The format or details may vary from system to system, but the same basic information should be
provided.

For Solaris, the first column gives the interface for the connection. The next two are the IP address
and its mask. (You can get just IP numbers by using the -n option.) There are four possible flags that
may appear in the flags column. An S indicates a static entry, one that has been manually set rather
than discovered. A P indicates an address that will be published. That is, this machine will provide this
address should it receive an ARP request. In this case, the P flag is for the local machine, so it is
natural that the machine would respond with this information. The flags U and M are used for
unresolved and multicast addresses, respectively. The final column is the actual Ethernet address.

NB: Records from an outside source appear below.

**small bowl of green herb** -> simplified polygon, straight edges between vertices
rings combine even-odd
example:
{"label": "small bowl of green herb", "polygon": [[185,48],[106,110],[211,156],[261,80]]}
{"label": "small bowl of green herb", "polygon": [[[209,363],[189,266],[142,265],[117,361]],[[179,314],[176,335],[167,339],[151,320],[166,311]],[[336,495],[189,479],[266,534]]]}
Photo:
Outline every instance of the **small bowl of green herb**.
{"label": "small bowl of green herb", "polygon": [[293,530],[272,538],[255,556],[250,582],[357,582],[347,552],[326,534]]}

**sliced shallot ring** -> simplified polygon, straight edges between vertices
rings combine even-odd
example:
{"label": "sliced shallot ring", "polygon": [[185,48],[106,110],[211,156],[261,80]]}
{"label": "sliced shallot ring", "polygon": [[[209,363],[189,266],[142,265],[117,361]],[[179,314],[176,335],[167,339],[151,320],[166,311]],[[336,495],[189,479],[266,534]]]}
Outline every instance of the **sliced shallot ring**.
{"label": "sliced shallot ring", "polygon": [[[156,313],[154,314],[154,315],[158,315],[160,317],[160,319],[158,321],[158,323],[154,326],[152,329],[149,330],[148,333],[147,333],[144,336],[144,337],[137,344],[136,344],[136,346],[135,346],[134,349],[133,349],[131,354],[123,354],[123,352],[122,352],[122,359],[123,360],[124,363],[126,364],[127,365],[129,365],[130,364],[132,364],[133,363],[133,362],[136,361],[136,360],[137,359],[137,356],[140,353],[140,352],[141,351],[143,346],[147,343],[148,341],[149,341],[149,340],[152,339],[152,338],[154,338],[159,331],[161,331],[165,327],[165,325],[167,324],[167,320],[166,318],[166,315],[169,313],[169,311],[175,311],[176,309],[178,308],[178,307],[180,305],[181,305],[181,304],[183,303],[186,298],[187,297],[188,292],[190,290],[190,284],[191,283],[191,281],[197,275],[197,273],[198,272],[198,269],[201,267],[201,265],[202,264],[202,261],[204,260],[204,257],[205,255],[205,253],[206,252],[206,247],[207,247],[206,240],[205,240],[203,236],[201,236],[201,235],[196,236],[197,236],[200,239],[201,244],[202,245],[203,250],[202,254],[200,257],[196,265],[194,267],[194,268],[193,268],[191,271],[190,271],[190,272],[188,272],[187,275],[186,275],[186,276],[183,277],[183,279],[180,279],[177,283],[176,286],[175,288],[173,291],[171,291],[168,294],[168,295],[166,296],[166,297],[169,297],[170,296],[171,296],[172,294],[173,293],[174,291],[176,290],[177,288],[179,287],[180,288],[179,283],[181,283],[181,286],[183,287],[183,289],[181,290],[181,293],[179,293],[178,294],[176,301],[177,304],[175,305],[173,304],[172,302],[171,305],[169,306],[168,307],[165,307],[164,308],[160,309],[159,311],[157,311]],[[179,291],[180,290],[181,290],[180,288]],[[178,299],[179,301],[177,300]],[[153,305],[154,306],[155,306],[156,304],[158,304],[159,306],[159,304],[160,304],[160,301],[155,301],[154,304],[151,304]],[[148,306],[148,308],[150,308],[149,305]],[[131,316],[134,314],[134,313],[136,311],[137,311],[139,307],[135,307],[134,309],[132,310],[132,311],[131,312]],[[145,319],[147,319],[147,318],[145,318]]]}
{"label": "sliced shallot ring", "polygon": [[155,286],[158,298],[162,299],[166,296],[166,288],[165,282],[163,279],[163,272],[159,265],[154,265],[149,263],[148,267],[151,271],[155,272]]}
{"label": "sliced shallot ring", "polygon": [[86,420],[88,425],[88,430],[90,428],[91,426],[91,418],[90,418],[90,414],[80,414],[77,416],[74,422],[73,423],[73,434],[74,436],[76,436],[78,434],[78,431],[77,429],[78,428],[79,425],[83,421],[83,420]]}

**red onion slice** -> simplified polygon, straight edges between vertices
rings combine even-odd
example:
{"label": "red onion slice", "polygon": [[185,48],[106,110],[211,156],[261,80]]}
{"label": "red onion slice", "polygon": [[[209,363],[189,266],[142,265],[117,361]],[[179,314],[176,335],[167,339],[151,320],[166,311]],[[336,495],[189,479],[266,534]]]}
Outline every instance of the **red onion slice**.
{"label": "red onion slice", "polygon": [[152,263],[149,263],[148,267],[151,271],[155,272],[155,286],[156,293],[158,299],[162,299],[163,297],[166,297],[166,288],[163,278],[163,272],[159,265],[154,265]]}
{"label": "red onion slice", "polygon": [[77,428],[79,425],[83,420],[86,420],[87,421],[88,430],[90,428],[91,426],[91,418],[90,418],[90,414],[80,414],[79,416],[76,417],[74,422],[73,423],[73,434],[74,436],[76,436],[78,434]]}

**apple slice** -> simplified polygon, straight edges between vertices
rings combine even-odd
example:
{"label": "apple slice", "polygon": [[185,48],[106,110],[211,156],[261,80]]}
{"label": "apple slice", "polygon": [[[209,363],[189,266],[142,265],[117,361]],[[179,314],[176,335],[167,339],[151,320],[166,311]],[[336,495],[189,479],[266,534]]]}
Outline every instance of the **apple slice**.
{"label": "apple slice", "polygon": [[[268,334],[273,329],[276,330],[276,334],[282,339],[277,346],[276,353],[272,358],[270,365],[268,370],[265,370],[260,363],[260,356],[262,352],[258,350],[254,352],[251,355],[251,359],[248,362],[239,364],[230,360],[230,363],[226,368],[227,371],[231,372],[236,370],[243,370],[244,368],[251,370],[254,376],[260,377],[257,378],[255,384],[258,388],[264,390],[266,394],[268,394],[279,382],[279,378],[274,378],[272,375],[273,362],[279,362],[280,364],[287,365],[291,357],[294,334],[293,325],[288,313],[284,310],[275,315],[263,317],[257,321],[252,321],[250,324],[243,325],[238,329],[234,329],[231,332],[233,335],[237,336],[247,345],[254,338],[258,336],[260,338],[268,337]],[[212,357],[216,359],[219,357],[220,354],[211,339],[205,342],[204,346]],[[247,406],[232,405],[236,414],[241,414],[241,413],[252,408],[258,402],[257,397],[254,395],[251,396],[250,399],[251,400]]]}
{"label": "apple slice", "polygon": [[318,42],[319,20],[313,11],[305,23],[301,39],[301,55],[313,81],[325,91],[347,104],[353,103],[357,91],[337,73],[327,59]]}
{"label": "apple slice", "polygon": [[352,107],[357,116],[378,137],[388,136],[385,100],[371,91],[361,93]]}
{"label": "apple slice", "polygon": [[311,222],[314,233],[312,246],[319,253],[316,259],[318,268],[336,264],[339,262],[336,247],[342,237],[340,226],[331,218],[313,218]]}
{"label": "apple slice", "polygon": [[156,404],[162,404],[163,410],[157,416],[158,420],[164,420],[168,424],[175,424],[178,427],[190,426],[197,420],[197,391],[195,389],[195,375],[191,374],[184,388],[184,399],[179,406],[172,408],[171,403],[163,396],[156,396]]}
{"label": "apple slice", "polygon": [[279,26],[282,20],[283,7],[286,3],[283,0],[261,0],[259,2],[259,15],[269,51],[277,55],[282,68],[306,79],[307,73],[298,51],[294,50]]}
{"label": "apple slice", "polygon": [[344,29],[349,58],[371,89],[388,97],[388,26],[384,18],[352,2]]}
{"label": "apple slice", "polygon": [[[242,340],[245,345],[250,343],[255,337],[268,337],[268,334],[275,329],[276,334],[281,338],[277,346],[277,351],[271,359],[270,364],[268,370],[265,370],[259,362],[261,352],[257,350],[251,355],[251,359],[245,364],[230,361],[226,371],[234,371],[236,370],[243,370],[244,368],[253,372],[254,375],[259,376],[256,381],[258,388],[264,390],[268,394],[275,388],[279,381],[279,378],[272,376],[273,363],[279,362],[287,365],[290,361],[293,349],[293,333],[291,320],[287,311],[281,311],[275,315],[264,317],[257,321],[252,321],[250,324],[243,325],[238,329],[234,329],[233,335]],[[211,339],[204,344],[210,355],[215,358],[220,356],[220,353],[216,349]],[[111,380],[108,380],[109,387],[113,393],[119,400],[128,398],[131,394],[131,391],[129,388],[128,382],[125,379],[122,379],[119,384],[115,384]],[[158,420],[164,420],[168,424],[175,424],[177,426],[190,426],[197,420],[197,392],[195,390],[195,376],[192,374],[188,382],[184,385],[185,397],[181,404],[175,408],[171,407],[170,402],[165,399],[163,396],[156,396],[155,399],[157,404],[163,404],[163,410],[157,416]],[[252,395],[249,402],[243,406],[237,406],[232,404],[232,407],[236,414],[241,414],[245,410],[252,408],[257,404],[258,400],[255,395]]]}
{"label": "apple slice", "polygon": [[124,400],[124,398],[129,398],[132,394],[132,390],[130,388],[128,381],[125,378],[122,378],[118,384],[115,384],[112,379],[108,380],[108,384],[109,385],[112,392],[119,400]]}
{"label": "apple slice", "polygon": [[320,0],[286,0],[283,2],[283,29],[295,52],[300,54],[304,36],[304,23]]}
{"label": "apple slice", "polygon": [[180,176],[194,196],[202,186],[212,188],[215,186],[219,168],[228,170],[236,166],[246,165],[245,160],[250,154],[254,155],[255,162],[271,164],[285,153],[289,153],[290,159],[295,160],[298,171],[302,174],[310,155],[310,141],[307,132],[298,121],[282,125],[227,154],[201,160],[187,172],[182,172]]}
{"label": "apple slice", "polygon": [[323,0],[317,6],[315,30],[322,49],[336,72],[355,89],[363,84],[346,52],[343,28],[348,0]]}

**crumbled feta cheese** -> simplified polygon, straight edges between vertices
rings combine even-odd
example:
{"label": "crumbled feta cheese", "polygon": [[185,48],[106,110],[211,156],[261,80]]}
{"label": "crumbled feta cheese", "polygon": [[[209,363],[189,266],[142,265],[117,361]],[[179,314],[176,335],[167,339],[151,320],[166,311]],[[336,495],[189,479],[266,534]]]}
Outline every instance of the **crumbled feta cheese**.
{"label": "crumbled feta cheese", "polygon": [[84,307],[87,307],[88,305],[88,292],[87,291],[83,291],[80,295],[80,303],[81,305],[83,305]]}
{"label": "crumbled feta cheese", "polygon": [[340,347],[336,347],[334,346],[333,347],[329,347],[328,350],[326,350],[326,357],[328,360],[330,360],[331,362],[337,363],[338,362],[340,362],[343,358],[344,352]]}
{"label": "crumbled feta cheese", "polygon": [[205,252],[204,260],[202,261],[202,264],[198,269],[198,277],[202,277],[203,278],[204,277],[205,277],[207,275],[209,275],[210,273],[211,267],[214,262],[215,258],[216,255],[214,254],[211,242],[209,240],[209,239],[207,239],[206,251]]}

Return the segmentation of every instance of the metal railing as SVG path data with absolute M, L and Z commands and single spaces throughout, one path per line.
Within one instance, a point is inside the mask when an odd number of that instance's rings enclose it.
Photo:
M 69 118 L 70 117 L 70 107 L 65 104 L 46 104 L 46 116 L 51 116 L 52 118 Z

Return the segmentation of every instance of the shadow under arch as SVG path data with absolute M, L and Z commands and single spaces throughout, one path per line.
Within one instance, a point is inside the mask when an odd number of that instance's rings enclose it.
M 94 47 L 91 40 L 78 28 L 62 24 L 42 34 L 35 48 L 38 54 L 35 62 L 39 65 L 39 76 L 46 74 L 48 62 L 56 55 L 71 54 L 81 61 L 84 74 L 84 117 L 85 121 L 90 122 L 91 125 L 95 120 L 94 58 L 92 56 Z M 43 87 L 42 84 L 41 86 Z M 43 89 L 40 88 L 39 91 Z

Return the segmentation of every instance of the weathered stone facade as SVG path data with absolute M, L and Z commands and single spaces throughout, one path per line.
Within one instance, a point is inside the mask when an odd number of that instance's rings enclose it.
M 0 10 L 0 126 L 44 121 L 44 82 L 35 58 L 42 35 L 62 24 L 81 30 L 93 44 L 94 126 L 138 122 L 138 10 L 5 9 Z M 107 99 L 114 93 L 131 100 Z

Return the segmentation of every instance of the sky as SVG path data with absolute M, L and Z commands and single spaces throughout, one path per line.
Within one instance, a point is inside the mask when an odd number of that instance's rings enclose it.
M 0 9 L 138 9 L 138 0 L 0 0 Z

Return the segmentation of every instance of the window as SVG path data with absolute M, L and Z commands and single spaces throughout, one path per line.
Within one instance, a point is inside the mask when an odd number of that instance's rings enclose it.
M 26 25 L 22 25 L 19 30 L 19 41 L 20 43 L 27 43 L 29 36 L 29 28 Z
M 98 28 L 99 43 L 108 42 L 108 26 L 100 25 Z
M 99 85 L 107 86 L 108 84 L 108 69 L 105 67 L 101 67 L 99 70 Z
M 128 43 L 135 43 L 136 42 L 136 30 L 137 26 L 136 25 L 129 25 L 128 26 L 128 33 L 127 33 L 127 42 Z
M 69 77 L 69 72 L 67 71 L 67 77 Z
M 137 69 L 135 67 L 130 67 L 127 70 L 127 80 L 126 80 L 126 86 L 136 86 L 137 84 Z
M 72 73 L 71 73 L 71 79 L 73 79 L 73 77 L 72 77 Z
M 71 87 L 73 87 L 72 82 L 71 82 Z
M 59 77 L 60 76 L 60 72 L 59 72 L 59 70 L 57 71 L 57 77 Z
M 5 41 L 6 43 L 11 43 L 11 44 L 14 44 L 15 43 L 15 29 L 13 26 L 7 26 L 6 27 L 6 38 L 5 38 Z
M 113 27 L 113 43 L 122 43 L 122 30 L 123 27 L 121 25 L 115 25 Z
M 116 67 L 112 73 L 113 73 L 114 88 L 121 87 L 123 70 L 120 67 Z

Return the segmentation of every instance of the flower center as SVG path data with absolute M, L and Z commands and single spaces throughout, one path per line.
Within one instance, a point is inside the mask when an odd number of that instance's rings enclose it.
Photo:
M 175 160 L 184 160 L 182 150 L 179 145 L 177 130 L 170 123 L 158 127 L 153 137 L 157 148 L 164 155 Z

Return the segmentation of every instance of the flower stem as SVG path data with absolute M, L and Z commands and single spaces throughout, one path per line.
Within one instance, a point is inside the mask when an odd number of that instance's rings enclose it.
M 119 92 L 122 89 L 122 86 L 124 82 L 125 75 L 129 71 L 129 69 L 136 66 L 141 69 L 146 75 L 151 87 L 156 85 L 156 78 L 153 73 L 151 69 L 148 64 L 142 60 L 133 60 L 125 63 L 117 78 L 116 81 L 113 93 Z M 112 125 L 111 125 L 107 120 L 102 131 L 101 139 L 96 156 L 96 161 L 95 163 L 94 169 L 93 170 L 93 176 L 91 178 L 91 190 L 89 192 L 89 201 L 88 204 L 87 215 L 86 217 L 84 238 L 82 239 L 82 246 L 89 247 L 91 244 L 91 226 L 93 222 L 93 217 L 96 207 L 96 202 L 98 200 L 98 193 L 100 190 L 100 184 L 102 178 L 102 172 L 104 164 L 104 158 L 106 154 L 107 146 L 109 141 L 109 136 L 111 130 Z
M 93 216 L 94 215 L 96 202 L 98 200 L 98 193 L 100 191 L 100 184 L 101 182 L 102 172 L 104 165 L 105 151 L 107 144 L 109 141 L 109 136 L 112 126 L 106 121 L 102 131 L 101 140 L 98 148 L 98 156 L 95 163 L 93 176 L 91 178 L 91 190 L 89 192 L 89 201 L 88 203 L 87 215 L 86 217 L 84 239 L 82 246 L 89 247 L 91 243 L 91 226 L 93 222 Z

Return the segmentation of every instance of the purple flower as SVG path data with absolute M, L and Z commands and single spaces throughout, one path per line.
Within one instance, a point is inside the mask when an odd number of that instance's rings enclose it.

This information can be useful in several ways. It can be used to determine the Ethernet hardware in
this computer, as well as the hardware in directly connected devices. The IEEE assigns to the
manufacturers of Ethernet adapters unique identifiers to be used as the first three bytes of their
Ethernet addresses. These addresses, known as Organizationally Unique Identifiers (OUI), can be
found at the IEEE web page at http://standards.ieee.org/regauth/oui/index.html. In other words, the
first three bytes of an Ethernet address identify the manufacturer. In this case, by entering on this web
page 00 60 97, i.e., the first three bytes of the address 00 60 97 58 71 b7, we find that the host
sol1 has a 3COM Ethernet adapter. In the same manner we can discover that the host 205.153.60.1 is
Bay Networks equipment.


                  OUI designations are not foolproof. The MAC address of a device may have
                  been changed and may not have the manufacturer's OUI. And even if you can
                  identify the manufacturer, in today's world of merger mania and takeovers,
                  you may see an OUI of an acquired company that you don't recognize.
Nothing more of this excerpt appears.